Oltre la forma: l’incanto della materia
Architect Michela Ekström
La materia è il primo linguaggio dell’architettura. Non una scelta tecnica, ma un racconto stratificato, una memoria sedimentata nel tempo. Un muro in pietra grezza trattiene il calore del sole, il legno consumato di una scala scricchiola sotto il peso degli anni, il cemento si lascia levigare dalla pioggia e dal vento. Ogni superficie porta in sé la traccia di chi l’ha attraversata, di chi l’ha sfiorata, di chi l’ha vissuta. Abitare non significa solo contenere uno spazio, ma riconoscere la voce muta della materia, leggerne le storie incise nella luce, nelle ombre, nelle screpolature del tempo.
In La poetica dello spazio, Bachelard ci parla di case che restano dentro di noi. Sono luoghi che non esistono solo nella memoria, ma continuano a vivere nelle sensazioni di un tatto, di un odore, di una superficie che ci accoglie. L’architettura, allora, non è un fatto puramente visivo, è una grammatica di texture e volumi, di pieni e vuoti, di superfici che trattengono e restituiscono il mondo. La materia non è neutra: è risonanza, è evocazione, è incanto. Un vetro che si appanna tra interno ed esterno, una lastra di ferro che si ossida con le stagioni, una pietra che si scalda e si raffredda come un corpo vivo. L’architettura parla attraverso questi segni, si fa presenza attraverso il tempo.
Eppure, la contemporaneità sembra aver perso questa relazione profonda con la materia. L’immagine ha sostituito l’esperienza, la levigatezza ha preso il posto della tattilità. Assistiamo alla progressiva astrazione della costruzione, dove lo spazio diventa icona, una superficie digitale da attraversare con lo sguardo, non con il corpo. Toccare non è più necessario, perché l’architettura è stata addomesticata nella sua versione più perfetta, più artificiale, più inerte. Ma un edificio non è mai solo immagine. Un’architettura autentica si riconosce dal modo in cui risponde alla luce, dal suono che produce al passaggio del vento, dalla capacità di trattenere il respiro del tempo. Un intonaco che si sfoglia, un pavimento che porta l’orma dei passi, un legno che assorbe il calore dell’abitare.
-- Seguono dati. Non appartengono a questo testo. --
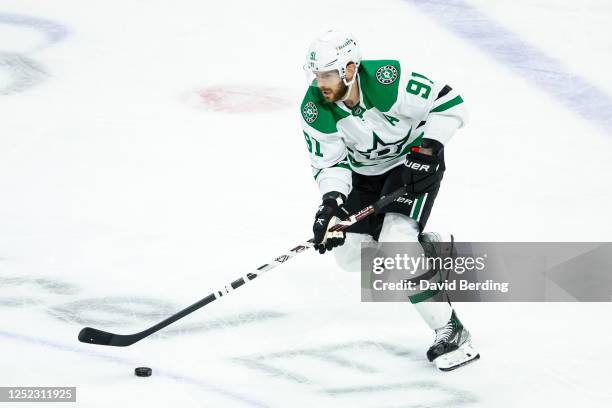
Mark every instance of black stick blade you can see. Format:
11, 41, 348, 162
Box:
79, 327, 115, 346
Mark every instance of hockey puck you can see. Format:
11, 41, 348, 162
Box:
134, 367, 153, 377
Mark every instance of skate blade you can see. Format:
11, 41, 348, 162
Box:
434, 342, 480, 371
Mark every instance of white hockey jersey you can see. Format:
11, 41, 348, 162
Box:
301, 60, 466, 195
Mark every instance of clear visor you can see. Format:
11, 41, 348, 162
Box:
304, 64, 340, 85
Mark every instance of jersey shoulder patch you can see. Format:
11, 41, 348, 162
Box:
300, 85, 349, 134
359, 60, 401, 112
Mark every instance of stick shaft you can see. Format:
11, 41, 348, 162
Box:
79, 187, 406, 346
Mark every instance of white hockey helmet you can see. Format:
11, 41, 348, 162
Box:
304, 30, 361, 85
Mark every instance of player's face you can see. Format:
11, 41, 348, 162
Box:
315, 71, 348, 102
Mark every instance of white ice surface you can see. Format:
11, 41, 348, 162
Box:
0, 0, 612, 407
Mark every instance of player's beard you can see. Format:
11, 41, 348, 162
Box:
321, 81, 348, 103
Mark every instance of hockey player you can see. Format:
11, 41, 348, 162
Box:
301, 30, 479, 370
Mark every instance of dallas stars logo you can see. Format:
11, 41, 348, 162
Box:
302, 101, 319, 123
355, 129, 412, 160
376, 65, 397, 85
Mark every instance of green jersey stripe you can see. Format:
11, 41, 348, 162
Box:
429, 95, 463, 113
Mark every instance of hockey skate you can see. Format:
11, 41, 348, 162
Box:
427, 310, 480, 371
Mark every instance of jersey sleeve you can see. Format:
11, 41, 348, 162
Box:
302, 119, 352, 196
398, 63, 467, 145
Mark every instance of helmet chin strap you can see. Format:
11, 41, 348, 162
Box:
340, 71, 357, 102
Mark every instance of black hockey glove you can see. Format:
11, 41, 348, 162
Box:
402, 139, 444, 194
312, 191, 349, 254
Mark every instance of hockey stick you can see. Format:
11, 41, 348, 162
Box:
79, 186, 406, 347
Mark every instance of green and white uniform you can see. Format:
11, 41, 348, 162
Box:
301, 60, 466, 195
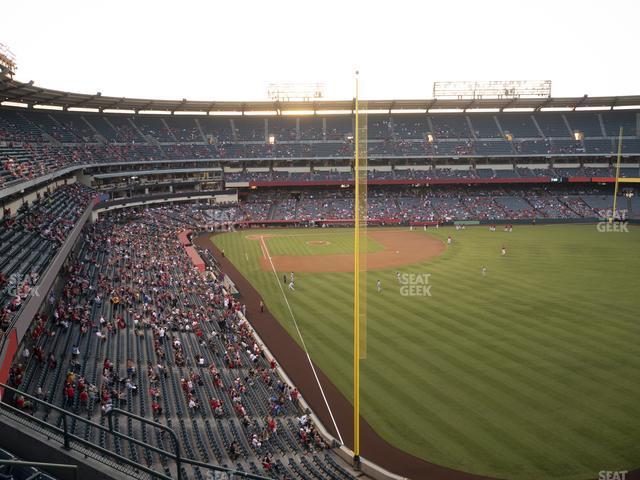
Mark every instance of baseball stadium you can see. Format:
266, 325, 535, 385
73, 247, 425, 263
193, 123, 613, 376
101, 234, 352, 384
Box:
0, 3, 640, 480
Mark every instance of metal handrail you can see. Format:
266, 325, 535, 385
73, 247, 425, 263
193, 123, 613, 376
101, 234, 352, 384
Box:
0, 383, 269, 480
0, 459, 78, 480
107, 408, 182, 480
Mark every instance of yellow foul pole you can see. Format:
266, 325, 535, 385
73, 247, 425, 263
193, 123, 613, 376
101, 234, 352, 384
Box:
353, 71, 360, 467
609, 127, 623, 223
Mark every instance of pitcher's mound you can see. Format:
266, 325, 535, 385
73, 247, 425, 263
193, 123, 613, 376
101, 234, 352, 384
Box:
260, 230, 445, 272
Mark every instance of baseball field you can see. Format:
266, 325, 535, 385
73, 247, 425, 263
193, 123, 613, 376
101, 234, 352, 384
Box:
211, 225, 640, 480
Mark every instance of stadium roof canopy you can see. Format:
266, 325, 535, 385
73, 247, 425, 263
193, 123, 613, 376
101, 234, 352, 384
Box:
0, 77, 640, 115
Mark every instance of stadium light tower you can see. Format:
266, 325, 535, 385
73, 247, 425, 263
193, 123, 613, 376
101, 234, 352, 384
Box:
0, 43, 18, 78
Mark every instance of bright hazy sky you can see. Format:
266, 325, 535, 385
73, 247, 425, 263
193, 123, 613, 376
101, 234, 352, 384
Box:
0, 0, 640, 100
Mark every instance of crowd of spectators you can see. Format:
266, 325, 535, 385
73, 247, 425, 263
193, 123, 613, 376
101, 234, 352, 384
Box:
10, 206, 344, 478
0, 184, 93, 329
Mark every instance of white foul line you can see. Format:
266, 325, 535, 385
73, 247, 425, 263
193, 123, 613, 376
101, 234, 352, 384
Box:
260, 235, 344, 445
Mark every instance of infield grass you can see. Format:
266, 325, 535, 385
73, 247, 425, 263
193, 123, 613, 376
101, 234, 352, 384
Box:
213, 225, 640, 480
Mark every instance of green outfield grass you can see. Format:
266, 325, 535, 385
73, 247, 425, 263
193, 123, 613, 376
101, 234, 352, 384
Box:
213, 225, 640, 480
265, 229, 384, 256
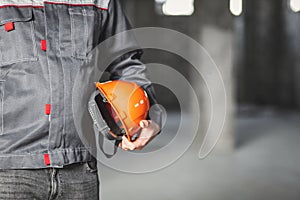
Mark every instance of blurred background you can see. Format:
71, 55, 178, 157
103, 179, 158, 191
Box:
99, 0, 300, 200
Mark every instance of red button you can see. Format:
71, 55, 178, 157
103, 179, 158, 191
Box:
41, 40, 47, 51
44, 153, 50, 165
45, 104, 51, 115
4, 22, 15, 32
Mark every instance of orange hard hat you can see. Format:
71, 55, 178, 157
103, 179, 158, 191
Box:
96, 80, 150, 141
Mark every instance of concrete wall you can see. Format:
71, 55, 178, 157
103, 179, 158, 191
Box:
235, 0, 300, 108
122, 0, 234, 150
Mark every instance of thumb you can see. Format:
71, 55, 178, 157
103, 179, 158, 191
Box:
140, 120, 150, 128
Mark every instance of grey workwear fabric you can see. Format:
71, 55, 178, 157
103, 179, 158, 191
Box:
0, 163, 99, 200
0, 0, 160, 169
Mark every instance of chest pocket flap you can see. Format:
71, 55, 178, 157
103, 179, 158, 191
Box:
0, 7, 37, 66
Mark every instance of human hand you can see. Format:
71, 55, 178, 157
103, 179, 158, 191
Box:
119, 120, 160, 150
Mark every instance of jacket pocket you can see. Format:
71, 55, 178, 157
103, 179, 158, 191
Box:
69, 7, 101, 59
0, 7, 37, 66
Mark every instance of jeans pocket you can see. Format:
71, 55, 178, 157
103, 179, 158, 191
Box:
86, 160, 97, 173
0, 7, 37, 66
69, 7, 101, 59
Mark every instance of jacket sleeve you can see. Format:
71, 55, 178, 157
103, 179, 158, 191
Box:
101, 0, 162, 127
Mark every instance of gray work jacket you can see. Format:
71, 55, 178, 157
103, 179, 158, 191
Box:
0, 0, 161, 169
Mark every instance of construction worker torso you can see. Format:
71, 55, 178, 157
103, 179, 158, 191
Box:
0, 0, 161, 169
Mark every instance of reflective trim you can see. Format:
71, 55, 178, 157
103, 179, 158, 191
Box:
0, 0, 110, 10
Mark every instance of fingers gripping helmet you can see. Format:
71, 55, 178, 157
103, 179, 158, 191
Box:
89, 80, 150, 141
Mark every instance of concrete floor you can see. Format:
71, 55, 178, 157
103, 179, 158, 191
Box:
99, 110, 300, 200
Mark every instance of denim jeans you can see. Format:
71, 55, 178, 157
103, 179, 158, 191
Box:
0, 162, 99, 200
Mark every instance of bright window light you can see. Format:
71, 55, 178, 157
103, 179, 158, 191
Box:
162, 0, 194, 15
290, 0, 300, 12
229, 0, 243, 16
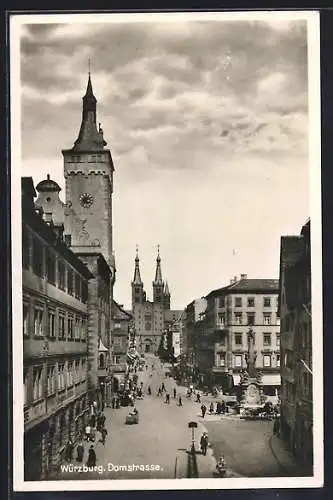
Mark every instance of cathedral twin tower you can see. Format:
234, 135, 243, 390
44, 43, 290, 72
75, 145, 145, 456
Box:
132, 251, 179, 353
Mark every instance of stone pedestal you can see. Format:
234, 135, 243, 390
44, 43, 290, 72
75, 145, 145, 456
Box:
240, 378, 263, 415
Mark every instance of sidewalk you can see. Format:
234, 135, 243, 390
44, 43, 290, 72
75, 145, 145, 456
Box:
269, 435, 312, 477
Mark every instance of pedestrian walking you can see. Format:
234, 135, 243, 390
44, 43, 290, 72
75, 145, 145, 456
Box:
100, 427, 108, 445
65, 439, 74, 462
273, 417, 280, 435
76, 440, 84, 462
86, 445, 96, 467
200, 432, 208, 455
85, 425, 91, 441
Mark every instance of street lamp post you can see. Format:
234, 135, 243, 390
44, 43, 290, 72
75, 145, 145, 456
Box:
188, 422, 198, 453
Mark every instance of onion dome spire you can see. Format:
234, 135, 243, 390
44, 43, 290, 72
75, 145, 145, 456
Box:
133, 247, 142, 285
72, 70, 106, 151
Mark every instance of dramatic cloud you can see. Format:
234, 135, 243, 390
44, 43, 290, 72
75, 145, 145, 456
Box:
14, 13, 309, 306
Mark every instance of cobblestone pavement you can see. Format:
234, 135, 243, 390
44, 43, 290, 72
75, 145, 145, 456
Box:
206, 417, 307, 477
59, 358, 305, 480
59, 358, 215, 480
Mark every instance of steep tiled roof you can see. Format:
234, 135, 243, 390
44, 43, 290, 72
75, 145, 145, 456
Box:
206, 278, 279, 299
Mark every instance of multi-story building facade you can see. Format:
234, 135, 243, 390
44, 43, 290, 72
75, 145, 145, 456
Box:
131, 251, 181, 354
36, 74, 115, 410
22, 178, 95, 480
184, 275, 280, 395
182, 297, 208, 381
279, 220, 313, 469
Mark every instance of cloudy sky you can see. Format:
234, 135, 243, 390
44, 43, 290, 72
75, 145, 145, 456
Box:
16, 13, 310, 307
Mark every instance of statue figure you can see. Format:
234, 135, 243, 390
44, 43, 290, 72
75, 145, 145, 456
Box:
246, 328, 257, 378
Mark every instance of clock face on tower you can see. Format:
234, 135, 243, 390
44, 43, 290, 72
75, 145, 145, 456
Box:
80, 193, 94, 208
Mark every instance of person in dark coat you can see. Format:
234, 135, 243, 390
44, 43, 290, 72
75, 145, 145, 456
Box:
76, 441, 84, 462
101, 427, 108, 444
86, 445, 96, 467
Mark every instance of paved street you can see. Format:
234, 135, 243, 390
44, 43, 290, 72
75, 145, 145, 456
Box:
202, 417, 305, 477
57, 358, 214, 479
56, 358, 302, 479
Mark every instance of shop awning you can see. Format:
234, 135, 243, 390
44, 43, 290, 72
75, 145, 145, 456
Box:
262, 373, 281, 386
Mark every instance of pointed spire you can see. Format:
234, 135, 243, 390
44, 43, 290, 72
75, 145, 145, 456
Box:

Non c’è architettura senza trasformazione, non c’è durata senza metamorfosi.
Maria Lai parlava dell’educazione allo sguardo, della necessità di imparare a vedere non solo con gli occhi, ma con tutto il corpo. L’architettura ha perso il suo potere evocativo perché il nostro sguardo si è abituato a scivolare sulle superfici, senza più indugiare sulle loro imperfezioni, sulla loro capacità di raccontare. Se la materia è linguaggio, allora dobbiamo reimparare a leggerla. Guardare un muro non significa solo percepirne il colore o la forma, ma riconoscere il modo in cui il tempo vi ha lasciato la sua impronta. Ogni dettaglio è un frammento di un racconto più ampio, un’architettura che non si limita a essere vista, ma che si offre al tatto, all’ascolto, alla presenza.
Un edificio vivo è un organismo che dialoga con ciò che lo circonda. Le ombre che si allungano sulle superfici, la luce che filtra attraverso le trame, le superfici che cambiano con il passare delle stagioni: ogni materia è in continua trasformazione. Il cemento levigato dal passaggio di mille persone, la pietra scaldata dal sole, il legno che si scurisce e si crepa con gli anni: ogni variazione è un segno di vita, non di usura. L’architettura non dovrebbe resistere al tempo, ma respirarlo, accoglierlo, trasformarlo in parte del suo racconto.
Anche l’assenza è materia. Il vuoto tra due pareti, la luce che attraversa un’apertura, il ritmo delle ombre lungo una facciata: l’architettura esiste anche nello spazio tra le cose, nell’intervallo, nella sospensione. Forse dovremmo tornare a guardare gli edifici non solo come oggetti, ma come luoghi che ci parlano. Abitare non significa solo occupare uno spazio, ma ascoltare il linguaggio della materia, sentire il respiro dei materiali, riconoscere il tempo nelle cose.
L’architettura che incanta è quella che ci lascia una traccia, un segno sottile, un’eco che resta nel corpo. Forse, allora, il compito dell’architettura non è solo costruire, ma accogliere. Tornare a essere materia sensibile, un racconto che non si esaurisce nella forma, ma continua a vivere nelle mani di chi la sfiora, nei passi di chi la percorre, nello sguardo di chi ancora sa vedere.